For years, we’ve been warning this day was coming: California pensioners in the small town of Loyalton have just been told that their benefits will be cut in 2017. Fox Business reports (h/t Pension Tsunami):
For the first time in its 85-year history, the California Public Employees Retirement System, CalPERS, is drastically cutting benefits for public retirees. Starting January 1st, four retired City of Loyalton public employees will have their pensions cut 60 percent. For 71-year-old Patsy Jardin, that means her pension will drop from about $49,000 a year to a little more than $19,000.
In an interview with the FOX Business Network, Patsy asked, “How am I going to make it now? What am I going to do?”
Fellow Loyalton retiree John Cussins is asking the same question since his pension will also drop 60 percent, to $1,523 a month.

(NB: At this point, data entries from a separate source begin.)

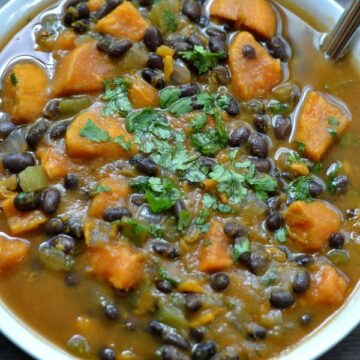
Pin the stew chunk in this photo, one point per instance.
(118, 264)
(83, 70)
(254, 71)
(25, 92)
(125, 22)
(12, 251)
(319, 124)
(311, 224)
(214, 251)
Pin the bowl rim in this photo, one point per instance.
(335, 328)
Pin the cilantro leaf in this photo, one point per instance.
(92, 132)
(168, 96)
(116, 96)
(241, 247)
(202, 59)
(299, 189)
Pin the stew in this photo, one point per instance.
(179, 179)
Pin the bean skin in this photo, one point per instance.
(19, 161)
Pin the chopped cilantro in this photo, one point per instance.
(100, 189)
(280, 235)
(202, 59)
(168, 96)
(241, 247)
(184, 221)
(92, 132)
(13, 79)
(299, 189)
(116, 96)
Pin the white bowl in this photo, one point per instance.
(321, 340)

Three years ago, Loyalton pulled out of CalPERS for current employees after being told that its accounts were only 40 percent funded even though the city had reliably paid its dues to the system. Now, CalPERS openly admits it’s punishing current Loyalton retirees for that decision.

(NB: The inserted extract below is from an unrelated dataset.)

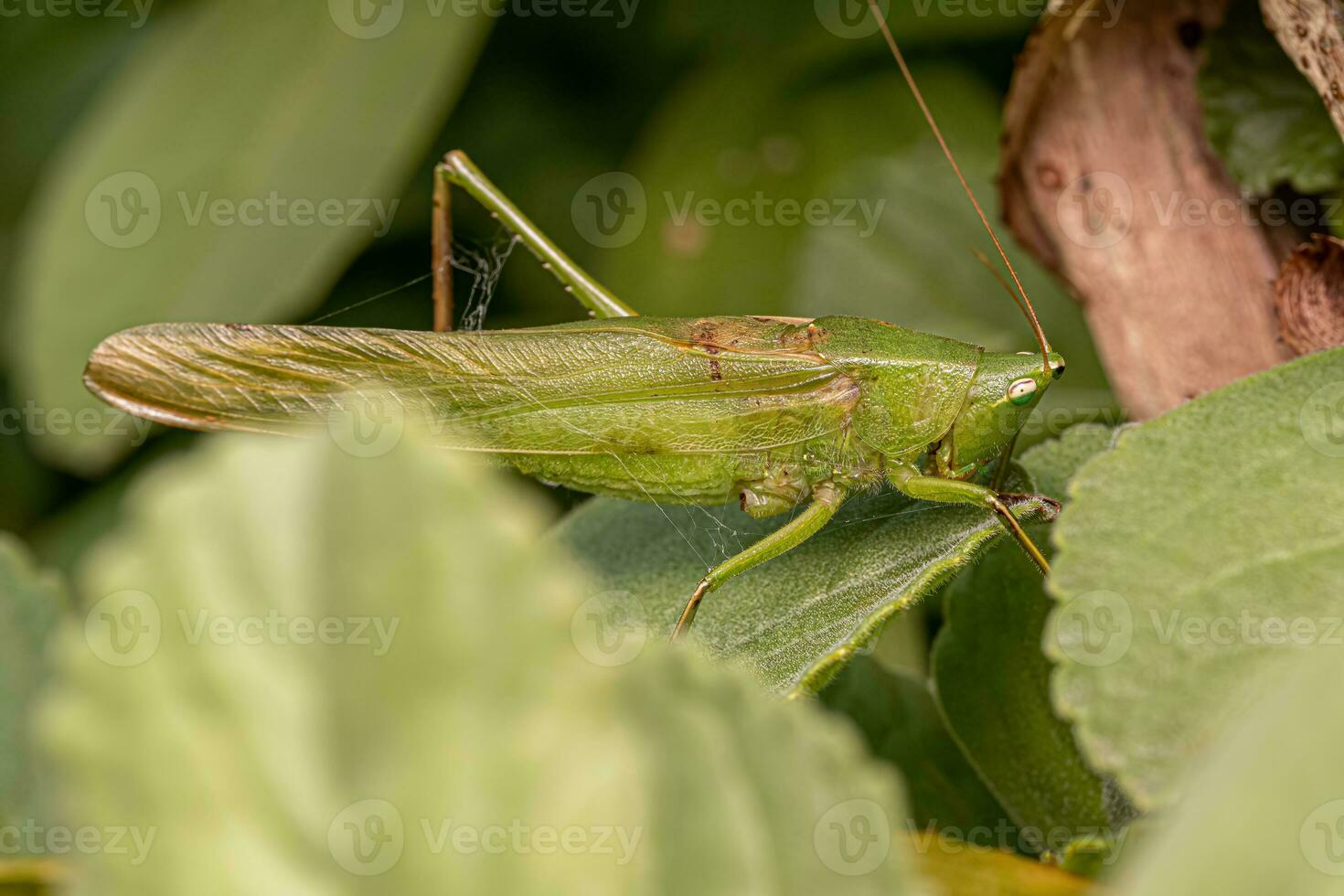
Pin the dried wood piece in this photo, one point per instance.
(1108, 179)
(1309, 295)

This is just the beginning. CalPERS is only 65 percent funded overall, after failing to realize its expected 7.5 percent return. Fox explains what’s likely to happen next:
CalPERS is actually considering cutting its “discount rate” to just 6.4% to reflect what it expects to be smaller returns in the future. That will require cities, towns and other municipal entities in the CalPERS system to pay more money to cover their employees. Some may have to raise taxes to do it. Others may opt to leave CalPERS just as Loyalton did.
CalPERS appears to be using Loyalton to send a signal to others considering pulling out of the fund. But neither staying nor leaving is a good option here. Either benefits will be drastically cut or taxes will go up to fund them. The only alternative would be a federal bailout, and with a GOP-controlled Congress and White House, there’s a fat chance of California getting that.